Fun year ends for Knights
DIXON -- With tears in his eyes and just about to get on a school bus, Alex Norman confessed he never thought he'd feel so upset after a loss.
Norman, the first baseman on Kaneland's baseball team, was one of almost a dozen seniors who played their last high school game at Veterans Memorial field, the place where Sycamore topped the Knights 6-4 in the Class 3A Dixon regional final Saturday.
"I didn't think I could get so emotional," Norman said. "(This year) was a lot of fun. It was a really good year."
Kaneland departed Dixon with a record-breaking season at 19-12, one up from last year's win total.
"It was tough saying good-bye to those guys," Kaneland coach Brian Aversa said of his seniors. "They battled until the end. It's a tough one."

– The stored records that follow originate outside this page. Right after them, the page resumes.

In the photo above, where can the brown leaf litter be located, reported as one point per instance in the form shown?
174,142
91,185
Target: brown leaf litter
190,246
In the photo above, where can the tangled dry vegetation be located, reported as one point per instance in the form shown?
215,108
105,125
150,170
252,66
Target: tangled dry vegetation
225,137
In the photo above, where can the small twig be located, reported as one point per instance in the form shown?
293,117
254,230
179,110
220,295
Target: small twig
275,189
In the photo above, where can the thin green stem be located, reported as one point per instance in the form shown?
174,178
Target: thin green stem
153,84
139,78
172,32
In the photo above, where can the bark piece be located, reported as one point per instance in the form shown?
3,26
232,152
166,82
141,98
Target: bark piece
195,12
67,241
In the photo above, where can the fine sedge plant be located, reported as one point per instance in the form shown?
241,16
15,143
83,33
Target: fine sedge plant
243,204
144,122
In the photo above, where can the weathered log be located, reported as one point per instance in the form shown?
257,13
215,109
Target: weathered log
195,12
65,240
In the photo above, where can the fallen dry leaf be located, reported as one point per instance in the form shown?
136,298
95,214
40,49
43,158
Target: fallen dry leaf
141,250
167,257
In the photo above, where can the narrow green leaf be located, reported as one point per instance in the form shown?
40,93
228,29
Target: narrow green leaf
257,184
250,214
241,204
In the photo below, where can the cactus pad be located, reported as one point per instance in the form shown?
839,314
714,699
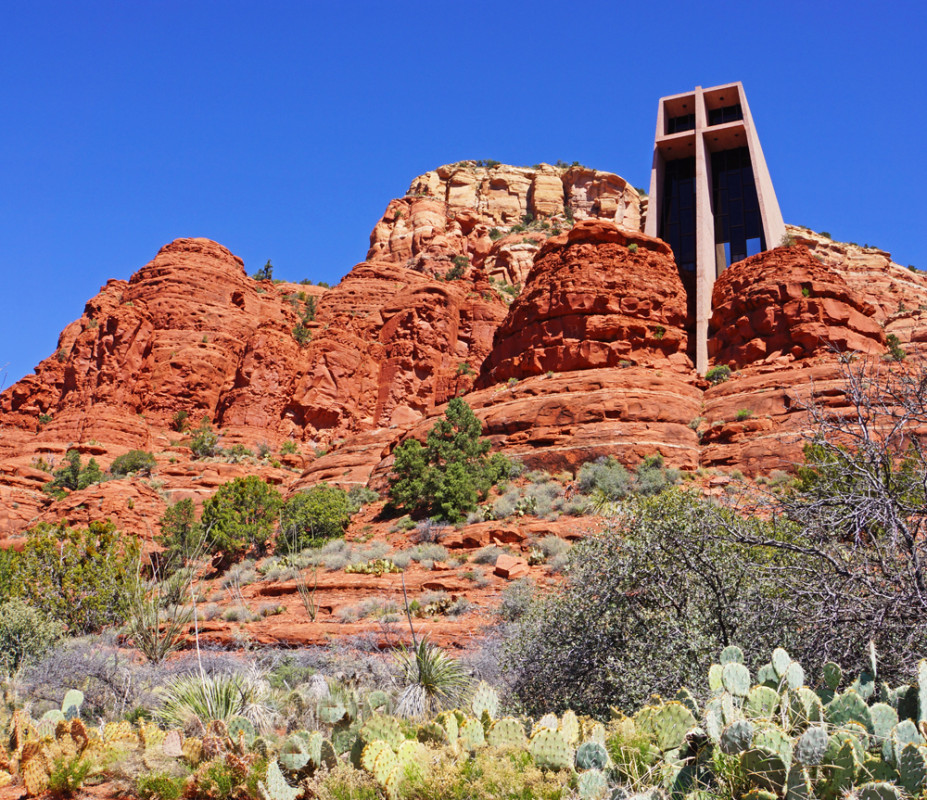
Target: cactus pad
732,654
912,768
384,728
485,698
592,785
848,707
737,737
550,750
472,735
736,679
591,755
275,787
761,702
569,727
811,746
507,732
832,675
667,724
780,661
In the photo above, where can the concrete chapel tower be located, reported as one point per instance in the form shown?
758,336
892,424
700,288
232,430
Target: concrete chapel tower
711,197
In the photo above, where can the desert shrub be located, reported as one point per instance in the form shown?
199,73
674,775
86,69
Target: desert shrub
605,475
181,536
133,461
312,517
516,599
428,531
429,552
179,421
552,545
73,476
239,515
361,496
80,576
489,773
237,453
26,634
651,477
447,476
205,441
67,774
677,587
160,786
218,696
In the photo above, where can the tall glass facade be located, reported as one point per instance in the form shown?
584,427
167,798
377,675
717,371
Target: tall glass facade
677,227
738,225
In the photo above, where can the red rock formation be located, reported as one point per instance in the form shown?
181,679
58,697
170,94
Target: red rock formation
784,302
597,296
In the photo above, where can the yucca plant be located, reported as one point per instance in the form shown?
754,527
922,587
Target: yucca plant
199,698
434,680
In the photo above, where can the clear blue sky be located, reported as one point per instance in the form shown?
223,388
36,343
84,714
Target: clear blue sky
282,129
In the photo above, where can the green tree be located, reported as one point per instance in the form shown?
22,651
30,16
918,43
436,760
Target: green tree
72,476
241,514
451,473
310,518
25,634
133,461
181,535
647,605
81,576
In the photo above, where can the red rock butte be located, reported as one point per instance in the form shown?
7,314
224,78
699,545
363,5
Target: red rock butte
531,292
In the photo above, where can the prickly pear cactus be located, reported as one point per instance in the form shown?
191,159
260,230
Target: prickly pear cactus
848,707
569,727
591,755
507,732
878,791
912,769
592,785
485,699
472,735
275,787
386,729
735,678
737,737
761,702
550,750
811,746
666,724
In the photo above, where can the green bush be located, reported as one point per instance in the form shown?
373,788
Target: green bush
205,441
160,786
718,374
181,536
311,518
241,514
133,461
72,476
645,606
361,496
605,475
451,473
25,634
80,576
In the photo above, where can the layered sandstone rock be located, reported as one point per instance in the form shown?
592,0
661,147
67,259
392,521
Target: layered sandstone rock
597,296
479,213
784,302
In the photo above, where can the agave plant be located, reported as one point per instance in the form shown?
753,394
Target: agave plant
434,680
199,698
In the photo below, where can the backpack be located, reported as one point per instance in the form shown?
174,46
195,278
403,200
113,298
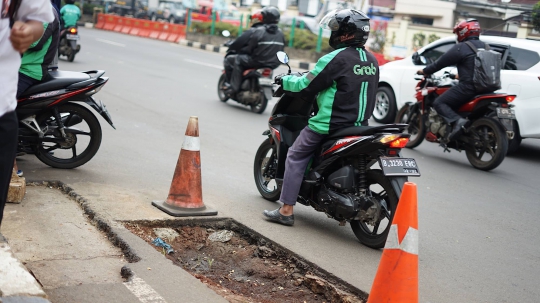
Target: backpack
13,8
487,69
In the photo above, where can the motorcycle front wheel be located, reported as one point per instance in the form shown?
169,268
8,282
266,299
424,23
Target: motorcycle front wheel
415,124
221,94
489,144
374,236
83,137
264,170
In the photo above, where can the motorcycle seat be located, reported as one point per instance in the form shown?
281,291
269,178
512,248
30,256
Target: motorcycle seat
367,130
57,80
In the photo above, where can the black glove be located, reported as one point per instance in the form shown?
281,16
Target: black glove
278,80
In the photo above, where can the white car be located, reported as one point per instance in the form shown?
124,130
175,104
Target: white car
520,76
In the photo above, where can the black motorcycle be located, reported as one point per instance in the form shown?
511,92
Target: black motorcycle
255,90
68,43
59,131
356,175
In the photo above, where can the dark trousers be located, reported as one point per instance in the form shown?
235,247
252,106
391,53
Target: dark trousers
449,102
24,83
238,64
298,158
8,149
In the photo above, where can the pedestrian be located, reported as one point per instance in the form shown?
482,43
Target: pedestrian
21,23
337,80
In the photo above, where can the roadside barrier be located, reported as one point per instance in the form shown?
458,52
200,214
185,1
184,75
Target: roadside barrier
397,276
142,28
185,195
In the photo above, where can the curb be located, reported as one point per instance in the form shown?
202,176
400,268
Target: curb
223,49
17,284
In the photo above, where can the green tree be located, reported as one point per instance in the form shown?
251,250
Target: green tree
536,16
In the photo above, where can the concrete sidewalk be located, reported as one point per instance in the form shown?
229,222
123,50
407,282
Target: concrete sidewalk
62,250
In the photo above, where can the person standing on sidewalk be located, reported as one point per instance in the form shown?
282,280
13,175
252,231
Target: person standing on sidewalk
21,23
338,80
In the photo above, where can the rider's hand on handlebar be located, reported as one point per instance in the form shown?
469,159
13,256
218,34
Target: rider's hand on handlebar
278,80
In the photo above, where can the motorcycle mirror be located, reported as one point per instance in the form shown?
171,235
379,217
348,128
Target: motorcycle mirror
283,58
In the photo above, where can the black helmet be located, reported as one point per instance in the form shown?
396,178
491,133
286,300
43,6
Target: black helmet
270,15
349,27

This was the fourth time Kaneland and the Western Sun Conference champion Spartans played this season. The Knights won the final regular-season meeting and Sycamore won its third regional title. It improved to 23-9 and will advance against Rock Falls in the Rochelle sectional semifinal.
"We've had four conference titles and two regional titles before this, but none in the same year," Sycamore coach Jason Cavanaugh said. "We knew this wasn't going to be easy going through (Kaneland) again."
Western Sun Conference MVP Will Strack showed why he was so worthy of the honor against the Knights, as Sycamore's No. 4 batter hit a 3-run home run to left field in the bottom of the first and erased Kaneland's 1-0 lead. The Knights led off the first inning with a run driven in by Norman on an RBI walk.
Norman recorded his second RBI of the game in the third, when his single sent Brian Claesson home after the catcher led the inning off.
Sycamore, however, wasn't done scoring. It tallied 3 more runs off 3 hits, including an RBI single from Kyle Szychlinski and a crucial infield error Kaneland made that allowed two Spartans to score for a 6-2 lead.
The Knights, however, refused to give up. In the seventh inning they scored twice, thanks to Norman's fourth RBI of the game after his single sent Joe Gura and Mike Pritchard home after they recorded back-to-back walks to start the inning.
"Any time we are down at the end of the game, we are like hungry dogs," Aversa said. "You can't count us out yet. That showed at the end there."
"It could never be 1-2-3," Cavanaugh added. "They never go quiet. They are too good of a team to go quietly. There's just not easy outs in their lineup at all. We made it tough on ourselves ... we are lucky."
In the end the Knights weren't as lucky, leaving the bases loaded when the final batter grounded out.